I have a normal Apache/MySQL serving a webapp that companies and users of those companies log in to. So everyone from all the companies are in the same Users table.
Whilst my code does try to keep the companies isolated in PHP, such as SELECT * FROM Users WHERE Company=$COMPANY
, I do see the chances of an SQL injection to get private data from other customers as being quite likely as the code base is quite vast. We are reviewing the code, but at this rate we will be completed in years.
In the meantime, I was looking at Docker to hopefully give each of my customers their own container with Apache server (with a tiny buffer, and 2 php workers), and MySQL with a measly 32 or 64 MB of buffer pool. This container would then allow just 1 TCP connection for HTTPS, which would be reverse-proxied based on hostname (eg customer-a.mycompany.com). No files get written to disk. And the PHP source code would be kept up-to-date using git, so perhaps we could even put selected customers on our Beta version, for example.
I have been advised that Docker is not designed for the above scenario, and would not provide me with the security I seek.
I get that a hacker could inject code into 1 container and would affect that one customer. But would Docker not prevent discovery of the virtual hosts used for other customers, reducing the chances slightly that a hacker would have affect on most of my customers.
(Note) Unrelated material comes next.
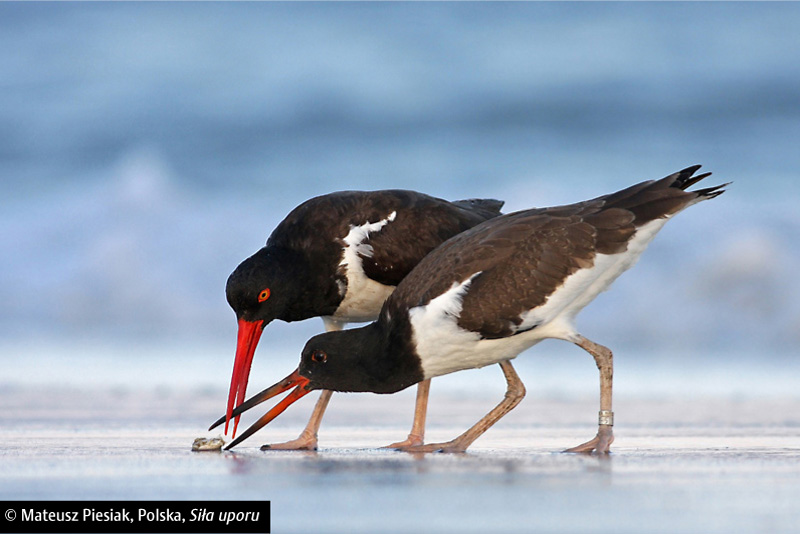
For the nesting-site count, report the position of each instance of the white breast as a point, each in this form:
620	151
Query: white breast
363	297
444	347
Just one we could financially handle, but not 12.
Aside from security, I was excited about the possibility of the MySQL buffer pool being dedicated to each company was going to make the webapp generally faster because when Customer A does an insane SQL report, I am guessing the buffer pool gets overwritten with the insane report, so when Customer B does a simple query next, the data has to be fetched from disk all over again.
In the future, I would love to see these "containers" on a GUI, and be able to drag-and-drop them onto another server (faster, with less containers).. eg to offer "faster" speeds to certain power customers.
Does any of the above dreaming fit into reality for 2017?
What platform/tool do you think I should consider?
Generally, good web hosting providers use Cloud Linux to provide isolation and resource limits to multi-tenant hosting. However at your scale (12) I would suggest you go the docker route. Having a single container (or two) per customer to serve their site seems good to me. Not sure what security concern you are referring to but your in great shape if you:
If your customers share a database (for whatever reason) they obviously should have strict grants to make sure their user cannot query databases they shouldn't have access to. Databases which ONLY ONE customer queries should be separated into another container for maximum security. Keep ONLY THE SHARED database in the shared container.